Once you have a good transition model, you can generate **rollouts**, i.e. imaginary trajectories / episodes using the model.

\tau = (s_o, a_o, r_ 1, s_1, a_1, \ldots, s_T)

You can then feed these trajectories to any model-free algorithm (value-based, policy-gradient) that will learn to maximize the returns.

\mathcal{J}(\theta) = \mathbb{E}_{\tau}[R(\tau)]

The only sample complexity is the one needed to train the model: the rest is **emulated**. Drawback: This can only work when the model is close to perfect, especially for long trajectories or probabilistic MDPs.

For long horizons, the slightest imperfection in the model can accumulate (**drift**) and lead to completely wrong trajectories. The emulated trajectory cannot be generated by the current policy \pi_\theta, the policy gradient is biased (especially if you are on-policy), the algorithm does not converge. If you have a perfect model, you should not be using RL anyway as classical control methods would be much faster (but see AlphaGo).

The solution is to **replan** at each time step and execute only the first planned action **in the real environment**.

**Model Predictive Control** iteratively plans complete trajectories, but only selects the first action.

The planner can actually be anything, it does not have to be a RL algorithm. For example, it can be iLQR (Iterative Linear Quadratic Regulator), a non-linear optimization method (see https://jonathan-hui.medium.com/rl-lqr-ilqr-linear-quadratic-regulator-a5de5104c750).

Alternatively, one can use **random-sampling shooting**:

- in the current state, select a set of possible actions.
- generate rollouts with these actions and compute their returns using the model.
- select the action whose rollout has the highest return.

The main advantage of MPC is that you can change the reward function (the **goal**) on the fly: what you learn is the model, but planning is just an optimization procedure. You can set intermediary goals to the agent very flexibly: no need for a well-defined reward function. Model imperfection is not a problem as you replan all the time. The model can adapt to changes in the environment (slippery terrain, simulation to real-world).

## Dyna-Q

Another approach to MB RL is to **augment** MF methods with MB rollouts. The MF algorithm (e.g. Q-learning) learns from transitions (s, a, r, s') sampled either with:

**real experience**: interaction with the environment.**simulated experience**: simulation by the model.

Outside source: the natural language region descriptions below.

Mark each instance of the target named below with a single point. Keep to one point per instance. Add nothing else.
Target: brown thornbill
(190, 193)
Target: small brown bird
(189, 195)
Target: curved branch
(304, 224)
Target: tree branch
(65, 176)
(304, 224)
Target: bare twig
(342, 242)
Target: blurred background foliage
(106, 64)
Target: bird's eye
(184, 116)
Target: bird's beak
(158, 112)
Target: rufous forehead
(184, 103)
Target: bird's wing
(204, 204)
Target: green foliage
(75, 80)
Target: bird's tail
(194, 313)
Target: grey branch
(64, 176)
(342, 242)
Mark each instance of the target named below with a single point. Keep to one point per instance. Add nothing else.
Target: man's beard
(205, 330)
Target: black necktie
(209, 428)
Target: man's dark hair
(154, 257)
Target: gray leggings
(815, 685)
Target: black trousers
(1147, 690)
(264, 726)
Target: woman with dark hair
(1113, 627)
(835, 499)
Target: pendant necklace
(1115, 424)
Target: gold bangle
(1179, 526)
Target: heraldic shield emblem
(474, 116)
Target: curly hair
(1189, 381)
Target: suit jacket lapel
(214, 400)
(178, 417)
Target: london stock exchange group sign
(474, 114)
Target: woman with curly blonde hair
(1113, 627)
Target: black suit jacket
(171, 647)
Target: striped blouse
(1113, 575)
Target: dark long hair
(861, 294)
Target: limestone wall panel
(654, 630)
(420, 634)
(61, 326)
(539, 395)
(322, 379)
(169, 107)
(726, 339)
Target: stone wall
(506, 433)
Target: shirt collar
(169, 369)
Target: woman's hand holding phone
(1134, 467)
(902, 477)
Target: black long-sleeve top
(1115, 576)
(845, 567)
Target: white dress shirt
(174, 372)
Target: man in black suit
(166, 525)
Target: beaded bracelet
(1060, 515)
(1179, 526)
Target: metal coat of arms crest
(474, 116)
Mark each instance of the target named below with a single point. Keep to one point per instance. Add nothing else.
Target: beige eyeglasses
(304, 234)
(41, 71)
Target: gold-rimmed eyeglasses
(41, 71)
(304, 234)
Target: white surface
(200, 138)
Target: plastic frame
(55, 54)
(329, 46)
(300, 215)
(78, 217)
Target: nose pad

If the simulated transitions are good enough, the MF algorithm can converge using much less **real transitions**, thereby reducing its **sample complexity**. The **Dyna-Q** algorithm (Sutton, 1990) is an extension of Q-learning to integrate a model M(s, a) = (s', r'). The model can be tabular or approximated with a NN.

It is interesting to notice that Dyna-Q is very similar to DQN and its **experience replay memory**. In DQN, the ERM stores **real transitions** generated in the past. In Dyna-Q, the model generates **imagined transitions** based on past real transitions.